We are picky people. We’ve eliminated the areas where you can get mugged three times a day on your way to and from the local Off License. Then we’ve scraped all the nice areas, where everything fits into category number 1 from above. We’ve also had to sadly give up on the places situated so close to the edge of the world, that we’d end up spending half our lives commuting to and from work.

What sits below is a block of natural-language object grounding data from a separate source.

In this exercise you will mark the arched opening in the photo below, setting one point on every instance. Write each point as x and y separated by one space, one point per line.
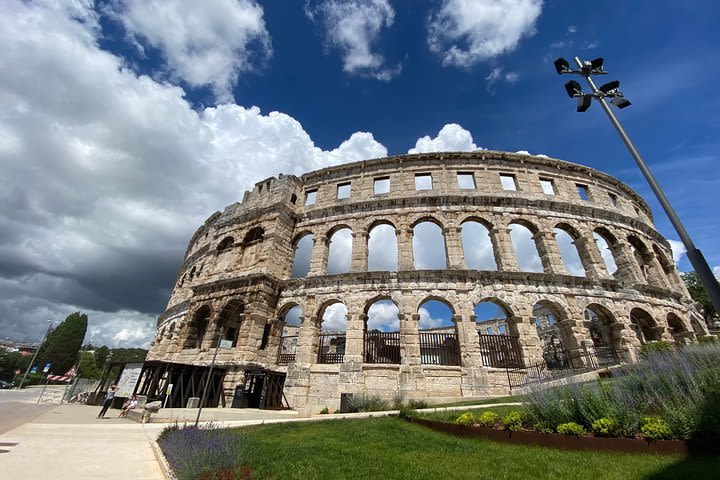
197 327
340 251
526 252
225 243
382 249
230 320
499 343
477 246
331 344
569 252
428 246
438 334
603 242
552 336
255 234
678 330
644 326
290 335
382 333
303 255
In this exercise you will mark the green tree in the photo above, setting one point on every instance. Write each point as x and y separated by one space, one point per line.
63 343
699 294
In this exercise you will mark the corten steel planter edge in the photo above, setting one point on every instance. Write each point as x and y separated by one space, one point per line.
552 440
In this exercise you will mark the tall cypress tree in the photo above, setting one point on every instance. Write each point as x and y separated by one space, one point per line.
63 343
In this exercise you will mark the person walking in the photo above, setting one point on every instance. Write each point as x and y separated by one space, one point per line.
108 400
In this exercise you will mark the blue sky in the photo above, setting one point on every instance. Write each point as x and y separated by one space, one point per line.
126 123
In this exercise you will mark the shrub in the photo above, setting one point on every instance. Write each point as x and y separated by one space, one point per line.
512 421
467 418
605 427
367 403
488 419
654 348
655 428
543 427
571 428
194 452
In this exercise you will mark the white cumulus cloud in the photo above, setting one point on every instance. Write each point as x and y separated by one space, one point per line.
354 28
208 43
464 33
451 138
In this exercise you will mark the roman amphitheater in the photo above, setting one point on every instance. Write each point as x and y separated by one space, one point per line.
434 275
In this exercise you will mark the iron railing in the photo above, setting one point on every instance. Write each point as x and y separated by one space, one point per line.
382 347
439 349
500 351
331 348
563 363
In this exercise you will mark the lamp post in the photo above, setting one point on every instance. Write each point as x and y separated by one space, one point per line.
47 332
587 69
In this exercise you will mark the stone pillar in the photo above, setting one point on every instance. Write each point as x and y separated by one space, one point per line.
628 269
405 253
549 252
505 258
307 340
359 251
453 243
318 260
409 339
354 337
591 258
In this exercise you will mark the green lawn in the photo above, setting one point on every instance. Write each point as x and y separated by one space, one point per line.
390 448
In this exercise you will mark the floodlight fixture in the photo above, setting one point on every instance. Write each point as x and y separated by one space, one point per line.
610 87
620 102
573 88
584 102
562 66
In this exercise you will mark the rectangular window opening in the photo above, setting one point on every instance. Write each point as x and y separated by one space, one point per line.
381 185
343 190
423 181
547 186
509 182
583 192
466 181
310 197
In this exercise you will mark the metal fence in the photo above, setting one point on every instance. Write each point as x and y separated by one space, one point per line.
500 351
382 347
439 349
563 364
331 348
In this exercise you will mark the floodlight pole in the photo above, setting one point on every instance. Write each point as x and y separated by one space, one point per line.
696 257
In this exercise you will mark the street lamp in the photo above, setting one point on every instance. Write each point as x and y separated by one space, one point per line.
47 332
587 69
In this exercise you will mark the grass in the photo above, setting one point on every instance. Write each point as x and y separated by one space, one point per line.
390 448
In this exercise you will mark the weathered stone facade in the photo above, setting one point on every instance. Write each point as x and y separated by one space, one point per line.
235 282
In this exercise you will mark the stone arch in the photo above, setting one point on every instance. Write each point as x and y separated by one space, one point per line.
522 238
196 327
381 337
226 243
382 247
604 240
429 246
644 325
478 247
340 240
333 319
302 246
566 236
230 320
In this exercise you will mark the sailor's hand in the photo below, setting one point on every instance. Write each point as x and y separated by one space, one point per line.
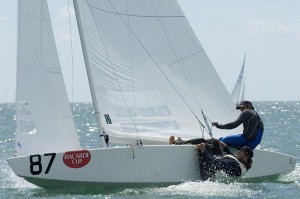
216 124
201 147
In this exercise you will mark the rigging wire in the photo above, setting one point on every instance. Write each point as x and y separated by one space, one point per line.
72 55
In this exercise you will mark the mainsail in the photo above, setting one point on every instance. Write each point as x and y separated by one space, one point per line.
238 92
149 73
44 119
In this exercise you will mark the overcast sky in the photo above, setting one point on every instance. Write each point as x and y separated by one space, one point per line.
268 31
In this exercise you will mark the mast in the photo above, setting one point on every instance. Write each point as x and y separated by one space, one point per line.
89 74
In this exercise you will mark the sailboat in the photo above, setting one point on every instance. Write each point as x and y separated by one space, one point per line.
149 78
238 91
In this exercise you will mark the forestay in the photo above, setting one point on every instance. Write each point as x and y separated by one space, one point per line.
238 92
149 72
44 120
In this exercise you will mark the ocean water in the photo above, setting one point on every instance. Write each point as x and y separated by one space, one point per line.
282 133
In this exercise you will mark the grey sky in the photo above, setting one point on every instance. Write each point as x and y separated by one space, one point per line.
269 32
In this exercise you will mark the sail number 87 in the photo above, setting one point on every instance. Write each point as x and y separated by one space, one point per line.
36 166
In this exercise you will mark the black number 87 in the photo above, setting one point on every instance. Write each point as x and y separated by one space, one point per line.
36 163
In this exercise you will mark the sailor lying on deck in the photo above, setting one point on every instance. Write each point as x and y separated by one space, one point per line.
233 166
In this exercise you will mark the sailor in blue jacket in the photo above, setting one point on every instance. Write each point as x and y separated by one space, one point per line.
253 127
233 166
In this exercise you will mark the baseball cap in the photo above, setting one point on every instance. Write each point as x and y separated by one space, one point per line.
243 104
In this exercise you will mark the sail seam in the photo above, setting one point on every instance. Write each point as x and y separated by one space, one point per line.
136 15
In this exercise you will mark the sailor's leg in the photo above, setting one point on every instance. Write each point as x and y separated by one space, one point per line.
253 143
235 140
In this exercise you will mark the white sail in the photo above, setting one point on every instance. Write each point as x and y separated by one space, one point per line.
150 73
44 120
238 91
149 76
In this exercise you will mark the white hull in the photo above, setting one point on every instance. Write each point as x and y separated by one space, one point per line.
156 164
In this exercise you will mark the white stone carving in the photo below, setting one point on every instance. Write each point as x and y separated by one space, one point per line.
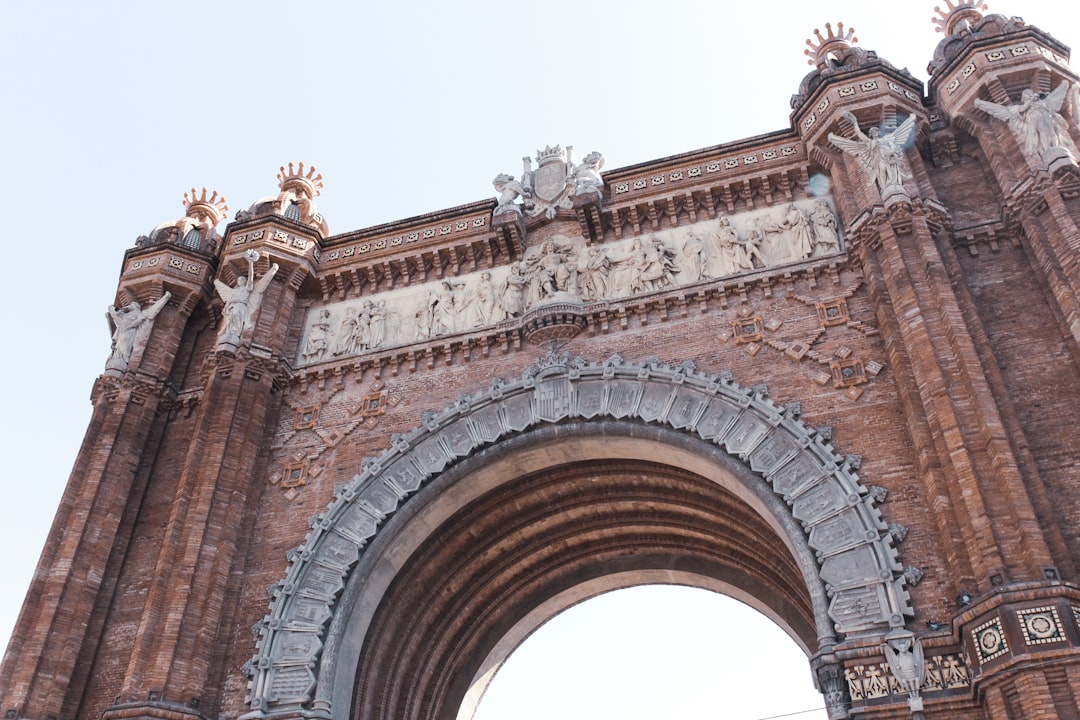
241 302
484 302
131 328
552 186
563 269
299 630
513 290
1038 123
586 176
825 229
880 155
509 190
552 272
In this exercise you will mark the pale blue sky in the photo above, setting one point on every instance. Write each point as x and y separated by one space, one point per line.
112 110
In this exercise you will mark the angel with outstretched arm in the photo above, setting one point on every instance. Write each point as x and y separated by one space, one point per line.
1036 121
880 155
242 301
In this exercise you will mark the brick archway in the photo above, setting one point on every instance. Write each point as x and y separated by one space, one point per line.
516 502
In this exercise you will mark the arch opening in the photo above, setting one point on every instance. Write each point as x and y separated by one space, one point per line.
653 651
577 478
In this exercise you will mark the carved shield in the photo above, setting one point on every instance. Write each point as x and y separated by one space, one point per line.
550 180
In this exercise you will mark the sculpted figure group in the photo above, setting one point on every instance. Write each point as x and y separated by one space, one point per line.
552 186
561 269
880 155
241 302
131 328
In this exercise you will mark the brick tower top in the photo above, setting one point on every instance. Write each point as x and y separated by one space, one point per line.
828 45
958 16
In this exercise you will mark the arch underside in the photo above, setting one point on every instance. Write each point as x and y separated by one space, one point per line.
574 479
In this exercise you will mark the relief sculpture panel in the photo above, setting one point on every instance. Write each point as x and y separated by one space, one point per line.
563 269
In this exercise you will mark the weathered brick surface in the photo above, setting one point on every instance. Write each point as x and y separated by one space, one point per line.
200 470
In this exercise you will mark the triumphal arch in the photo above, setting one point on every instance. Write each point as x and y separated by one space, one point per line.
833 370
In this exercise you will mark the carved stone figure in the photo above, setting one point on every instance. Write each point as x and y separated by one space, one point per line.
1037 122
586 176
550 272
444 318
378 324
462 302
904 653
131 328
768 239
424 317
657 266
513 290
242 302
730 255
509 190
362 333
798 234
594 277
880 155
346 331
825 229
553 185
318 338
693 266
625 270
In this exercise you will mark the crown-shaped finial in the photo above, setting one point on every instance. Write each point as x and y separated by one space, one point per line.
212 205
958 15
296 178
834 41
550 153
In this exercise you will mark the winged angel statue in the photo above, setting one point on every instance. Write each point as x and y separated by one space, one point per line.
1037 122
242 301
904 654
131 327
880 155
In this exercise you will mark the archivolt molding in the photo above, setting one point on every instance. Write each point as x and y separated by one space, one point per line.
856 561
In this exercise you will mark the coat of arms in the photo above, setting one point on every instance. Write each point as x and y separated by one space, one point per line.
552 186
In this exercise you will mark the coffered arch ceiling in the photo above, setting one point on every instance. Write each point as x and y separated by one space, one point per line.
514 503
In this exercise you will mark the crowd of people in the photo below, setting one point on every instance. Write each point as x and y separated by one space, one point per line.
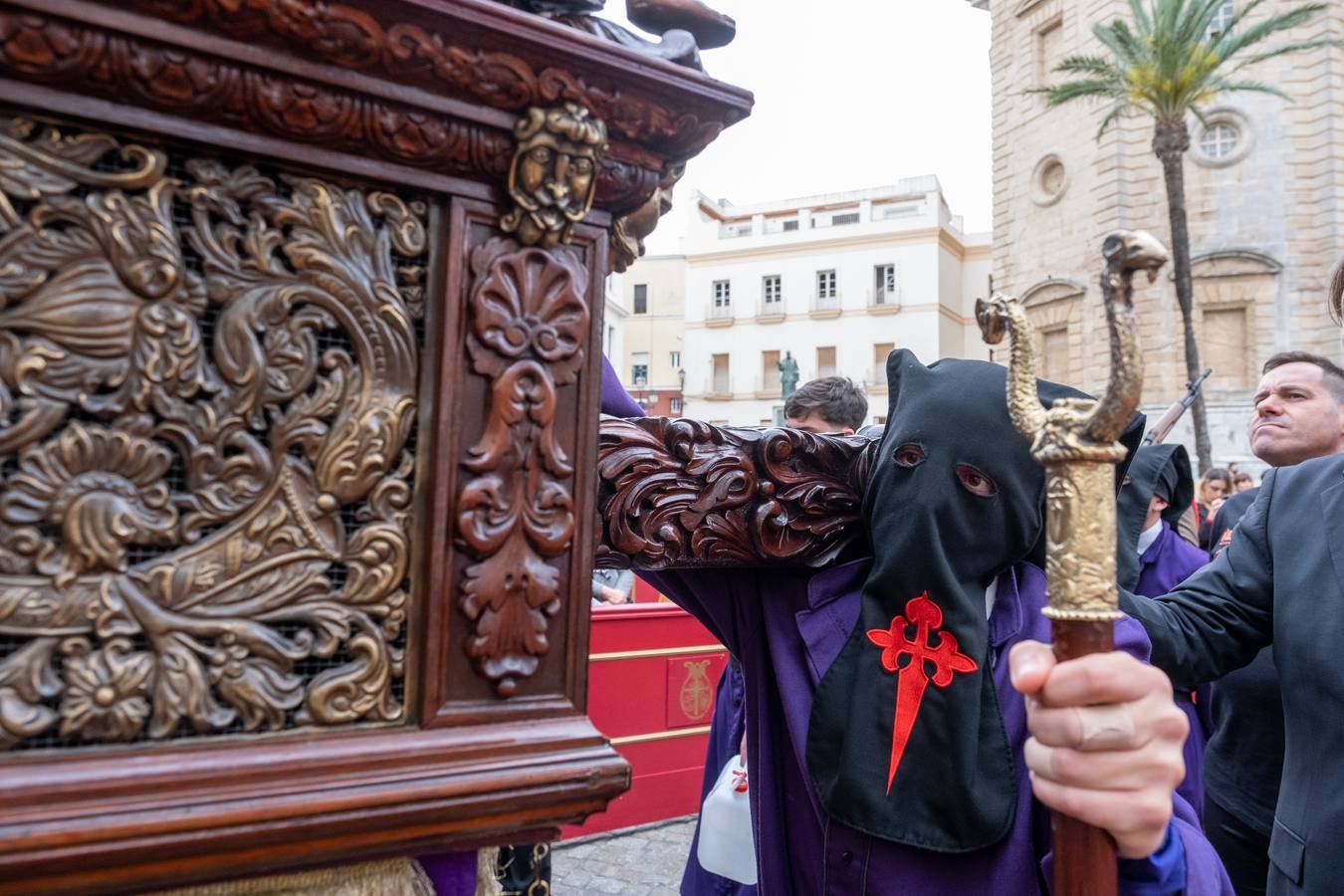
1207 745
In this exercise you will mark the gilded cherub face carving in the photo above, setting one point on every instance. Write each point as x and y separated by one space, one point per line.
554 173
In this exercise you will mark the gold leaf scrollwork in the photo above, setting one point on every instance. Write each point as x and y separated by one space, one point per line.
207 389
527 335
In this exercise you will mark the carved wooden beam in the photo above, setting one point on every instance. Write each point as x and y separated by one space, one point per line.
687 495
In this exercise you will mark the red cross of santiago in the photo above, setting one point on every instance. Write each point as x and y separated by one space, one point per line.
911 680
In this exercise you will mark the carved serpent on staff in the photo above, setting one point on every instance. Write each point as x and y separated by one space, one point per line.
1075 441
1071 426
1075 438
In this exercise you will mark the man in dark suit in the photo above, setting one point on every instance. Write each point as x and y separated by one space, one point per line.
1296 418
1279 581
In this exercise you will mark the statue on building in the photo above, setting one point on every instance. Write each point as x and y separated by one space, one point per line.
787 373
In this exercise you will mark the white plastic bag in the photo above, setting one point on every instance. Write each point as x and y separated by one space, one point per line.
726 846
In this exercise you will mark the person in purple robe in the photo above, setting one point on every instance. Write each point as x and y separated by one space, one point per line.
829 404
874 774
1156 492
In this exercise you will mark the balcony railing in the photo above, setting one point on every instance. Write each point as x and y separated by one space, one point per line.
769 384
884 299
822 304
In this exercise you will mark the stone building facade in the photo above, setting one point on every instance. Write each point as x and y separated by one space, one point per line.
837 281
1265 196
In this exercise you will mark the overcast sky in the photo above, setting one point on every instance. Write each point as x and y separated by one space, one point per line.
848 95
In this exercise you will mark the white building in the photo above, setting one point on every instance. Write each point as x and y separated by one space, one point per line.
837 280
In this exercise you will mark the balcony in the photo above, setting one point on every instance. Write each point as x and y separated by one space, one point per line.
771 311
883 301
718 315
718 388
768 385
824 307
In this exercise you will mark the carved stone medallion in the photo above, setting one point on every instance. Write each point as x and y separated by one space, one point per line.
207 387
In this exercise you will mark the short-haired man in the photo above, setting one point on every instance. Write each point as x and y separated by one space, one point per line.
1298 415
826 404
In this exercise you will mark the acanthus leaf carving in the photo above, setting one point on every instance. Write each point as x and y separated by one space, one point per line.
207 523
188 82
683 493
529 327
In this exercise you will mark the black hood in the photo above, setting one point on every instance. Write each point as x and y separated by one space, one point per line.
1156 469
940 537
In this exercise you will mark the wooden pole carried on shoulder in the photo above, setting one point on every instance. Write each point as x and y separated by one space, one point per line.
1077 442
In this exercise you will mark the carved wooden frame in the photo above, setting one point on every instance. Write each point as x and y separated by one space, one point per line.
483 757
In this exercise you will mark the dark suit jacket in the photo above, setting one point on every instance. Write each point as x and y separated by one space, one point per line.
1281 581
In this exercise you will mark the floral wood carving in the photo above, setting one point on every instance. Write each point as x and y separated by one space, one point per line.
352 38
187 82
207 384
529 326
683 493
553 175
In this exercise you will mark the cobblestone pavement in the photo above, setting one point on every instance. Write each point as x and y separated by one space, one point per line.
636 861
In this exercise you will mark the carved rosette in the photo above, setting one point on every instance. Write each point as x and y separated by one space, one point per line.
529 326
207 384
683 493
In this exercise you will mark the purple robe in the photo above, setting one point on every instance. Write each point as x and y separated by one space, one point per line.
1168 561
785 652
786 626
726 727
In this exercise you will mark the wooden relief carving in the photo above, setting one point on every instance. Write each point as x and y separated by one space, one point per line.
553 175
195 84
207 384
683 493
529 326
353 38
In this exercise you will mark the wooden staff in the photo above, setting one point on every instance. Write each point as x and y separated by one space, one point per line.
1075 439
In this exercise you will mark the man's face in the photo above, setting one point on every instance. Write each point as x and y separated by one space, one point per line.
813 422
1296 416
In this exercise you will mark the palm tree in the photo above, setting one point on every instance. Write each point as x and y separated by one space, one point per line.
1167 64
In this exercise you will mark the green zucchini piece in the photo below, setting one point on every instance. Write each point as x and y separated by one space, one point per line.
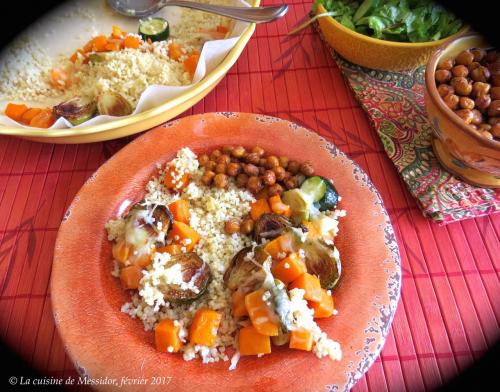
155 29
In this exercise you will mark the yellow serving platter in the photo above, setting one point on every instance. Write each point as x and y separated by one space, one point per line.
141 121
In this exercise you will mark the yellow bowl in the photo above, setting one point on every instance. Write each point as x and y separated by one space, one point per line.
376 53
460 149
140 121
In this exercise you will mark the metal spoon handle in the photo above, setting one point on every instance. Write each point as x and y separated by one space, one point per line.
246 14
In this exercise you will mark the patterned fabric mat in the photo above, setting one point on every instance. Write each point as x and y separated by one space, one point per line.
394 102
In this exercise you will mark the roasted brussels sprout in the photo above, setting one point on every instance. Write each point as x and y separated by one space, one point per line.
76 110
113 104
245 271
194 270
270 226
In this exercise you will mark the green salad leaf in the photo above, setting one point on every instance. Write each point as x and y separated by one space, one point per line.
394 20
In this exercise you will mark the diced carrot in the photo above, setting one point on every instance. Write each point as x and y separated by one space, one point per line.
167 336
204 327
175 51
29 114
259 207
114 44
173 180
278 207
180 210
191 63
172 249
301 339
44 119
289 269
184 235
116 32
251 342
310 284
222 29
261 314
15 111
59 78
131 42
323 308
121 251
238 301
130 276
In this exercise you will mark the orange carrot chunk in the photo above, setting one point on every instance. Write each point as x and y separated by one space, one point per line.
167 336
180 210
251 342
301 339
204 327
310 284
261 315
259 207
289 269
323 308
15 111
130 276
44 119
184 235
238 301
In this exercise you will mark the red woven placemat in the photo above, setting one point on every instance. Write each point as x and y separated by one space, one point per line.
449 313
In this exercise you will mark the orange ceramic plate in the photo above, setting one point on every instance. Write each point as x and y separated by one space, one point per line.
104 342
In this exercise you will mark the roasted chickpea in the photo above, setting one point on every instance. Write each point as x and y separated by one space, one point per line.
445 89
254 184
479 54
466 115
269 178
246 226
252 158
275 189
459 70
207 177
233 169
480 74
464 58
215 154
238 152
443 75
480 88
258 150
483 102
232 226
451 100
307 169
279 172
251 170
203 159
494 109
241 180
283 161
446 64
221 181
466 103
495 93
272 161
477 117
461 86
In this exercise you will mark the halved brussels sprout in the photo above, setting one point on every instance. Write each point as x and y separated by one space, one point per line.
194 270
113 104
270 226
76 110
245 272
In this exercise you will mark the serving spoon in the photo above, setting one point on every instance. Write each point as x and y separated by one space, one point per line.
145 8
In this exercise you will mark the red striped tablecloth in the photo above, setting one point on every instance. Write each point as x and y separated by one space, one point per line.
449 313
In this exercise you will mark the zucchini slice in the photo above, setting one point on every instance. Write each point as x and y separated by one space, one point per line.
155 29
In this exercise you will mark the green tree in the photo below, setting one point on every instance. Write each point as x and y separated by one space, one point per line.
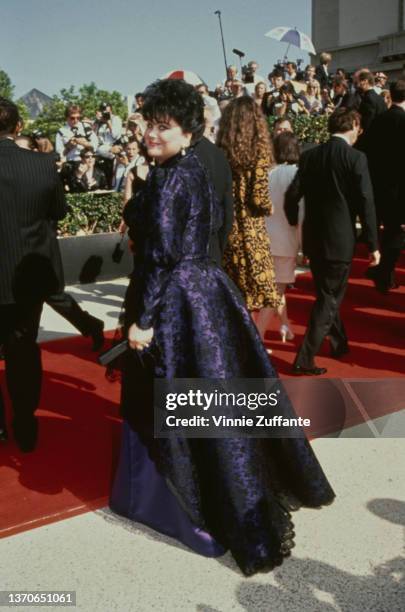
7 91
88 97
6 86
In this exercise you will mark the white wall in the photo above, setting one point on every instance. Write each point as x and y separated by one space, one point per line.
361 20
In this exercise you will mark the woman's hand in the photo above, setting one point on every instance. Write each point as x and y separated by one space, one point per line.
139 338
123 227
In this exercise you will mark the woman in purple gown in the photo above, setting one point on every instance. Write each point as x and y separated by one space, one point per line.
186 319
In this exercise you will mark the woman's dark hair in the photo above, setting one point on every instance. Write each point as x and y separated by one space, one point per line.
175 99
287 88
243 134
286 148
342 120
86 151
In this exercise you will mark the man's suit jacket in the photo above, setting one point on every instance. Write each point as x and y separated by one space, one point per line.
370 107
334 180
349 100
385 150
322 77
31 197
219 170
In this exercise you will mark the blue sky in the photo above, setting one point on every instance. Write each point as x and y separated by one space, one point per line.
126 44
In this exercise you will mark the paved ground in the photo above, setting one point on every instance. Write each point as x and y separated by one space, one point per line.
348 557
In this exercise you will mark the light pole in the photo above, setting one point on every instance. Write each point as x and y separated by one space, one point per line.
223 42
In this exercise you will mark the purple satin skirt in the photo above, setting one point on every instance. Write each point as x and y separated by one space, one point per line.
141 494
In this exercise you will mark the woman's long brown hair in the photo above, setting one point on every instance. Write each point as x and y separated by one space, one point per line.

I mean, I’m always up for a challenge you know, but traveling to the office for almost 3 hours a day each way will probably not do wonders for my already shaky temper.

Countless case studies and crying in anger later, we’re usually left with about ten houses matching all of our tangled criteria. Out of these, the ones that are part of newly built developments usually come with endless client waiting lists and are gone off the market in half a second. Among the remaining ones, some are invariably completely different from their online photos, in a shitty, who-on-earth-would-live-here kind of way. And here you are, left with one or two house choices you’re not particularly happy with, each at least £50,000 more expensive than what you’re prepared to offer, and growing £20,000 more expensive every six to eight months. We really are having a blast.

If someone were to ask me years ago what I thought I’d be doing in my late twenties, I probably would not have imagined I’d be second guessing every choice I’ve ever made, and dreading checking my bank account balance at the end of the month.

It’s beautiful, this finally-realising-you’re-a-grownup thing.